A week later, I followed up with my ophthalmologist. My vision was beginning to improve. I went back to work but could not participate in any clinical service. I felt like I was taking up space. The acetazolamide had an awful side effect-it left a terrible metallic taste in my mouth. Additionally, anything carbonated burned in my mouth. That said, these were only minor inconveniences as that medication was my best chance at-regaining my vision. I had to leave work by 3pm each day because I could not see well enough in the dark to drive. It was a dark time in my life. But, with the love and support of family and friends, I got through it.
By the first week of February 2013, my vision was largely restored. I passed my visual field testing and was able to return to clinical service. I could see at night again. It was such a thrill to start to regain some normalcy in my life. By mid April, Dr. Frohman decided to take me off the acetazolamide. That was the last time I ever had to take the medication.
Nine months after this ordeal we conceived our first child. As pseudotumor has the highest risk of recurrence in the first trimester, I found myself back in Dr. Frohman's office. Thankfully the disease did not recur. 26 months later, we were expecting our second child. Again, I was fortunate enough to avoid recurrence.
It's now been six years since this happened. I consider myself one of the lucky ones. Many patients with pseudotumor cerebri, also known as idiopathic intracranial hypertension (IIH), have to undergo optic nerve sheath fenestration because acetazolamide alone is not sufficient to control their symptoms. Many people have to remain on acetazolamide for the rest of their lives. I have been so blessed. Looking back, I had (and still have) multiple risk factors for developing IIH; I was a young black woman. I was obese. I felt like something out of a medical school textbook. I’ve struggled with my weight for most of my adult life. I continue to struggle with it. But I fight on, because in the back of my mind, I fear this could happen to me again.

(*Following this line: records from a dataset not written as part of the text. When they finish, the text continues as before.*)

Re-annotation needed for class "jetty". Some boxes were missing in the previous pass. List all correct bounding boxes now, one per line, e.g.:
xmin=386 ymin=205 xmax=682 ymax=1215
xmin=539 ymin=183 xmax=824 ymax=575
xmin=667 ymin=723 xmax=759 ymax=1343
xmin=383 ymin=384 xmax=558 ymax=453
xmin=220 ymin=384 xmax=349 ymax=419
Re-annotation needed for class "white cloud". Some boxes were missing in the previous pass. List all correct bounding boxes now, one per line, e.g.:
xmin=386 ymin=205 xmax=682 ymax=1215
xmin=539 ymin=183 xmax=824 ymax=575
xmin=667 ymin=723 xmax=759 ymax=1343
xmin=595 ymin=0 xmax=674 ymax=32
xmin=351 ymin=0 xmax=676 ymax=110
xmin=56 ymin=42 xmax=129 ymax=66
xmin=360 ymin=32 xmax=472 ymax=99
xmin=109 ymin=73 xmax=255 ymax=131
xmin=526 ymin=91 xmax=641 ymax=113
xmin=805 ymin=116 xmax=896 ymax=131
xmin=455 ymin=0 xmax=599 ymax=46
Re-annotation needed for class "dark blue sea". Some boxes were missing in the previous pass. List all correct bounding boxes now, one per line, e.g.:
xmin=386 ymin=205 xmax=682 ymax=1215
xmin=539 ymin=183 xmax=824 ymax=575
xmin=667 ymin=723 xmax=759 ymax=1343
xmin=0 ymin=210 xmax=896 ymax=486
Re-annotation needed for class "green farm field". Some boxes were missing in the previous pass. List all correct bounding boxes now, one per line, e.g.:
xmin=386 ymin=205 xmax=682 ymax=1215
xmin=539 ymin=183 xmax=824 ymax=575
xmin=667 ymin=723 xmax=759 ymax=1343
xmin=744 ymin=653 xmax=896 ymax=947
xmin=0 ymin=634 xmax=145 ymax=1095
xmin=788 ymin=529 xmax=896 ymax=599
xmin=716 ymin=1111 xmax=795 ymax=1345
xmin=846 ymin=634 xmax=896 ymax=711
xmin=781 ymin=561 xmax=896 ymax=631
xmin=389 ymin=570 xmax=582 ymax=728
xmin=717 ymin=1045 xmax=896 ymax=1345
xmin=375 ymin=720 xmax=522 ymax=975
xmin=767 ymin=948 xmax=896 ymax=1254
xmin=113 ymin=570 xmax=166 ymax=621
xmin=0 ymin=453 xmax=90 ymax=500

I share my story, not for sympathy, but to spread awareness. While IIH is not the most common disease, I had many classic symptoms. I had the worst headache I'd ever had and it was diffuse. I had a pulsatile tinnitus-the death metal symphony as I dubbed it, was a loud whooshing sound that was constant. I could hear it in my sleep. I had significant visual loss that began in the periphery of my visual fields and spread to my central vision. I had bilateral papilledema on physical examination. I urge anyone who has any of these symptoms to please get checked out. The sooner you do, the more likely you are to save your sight.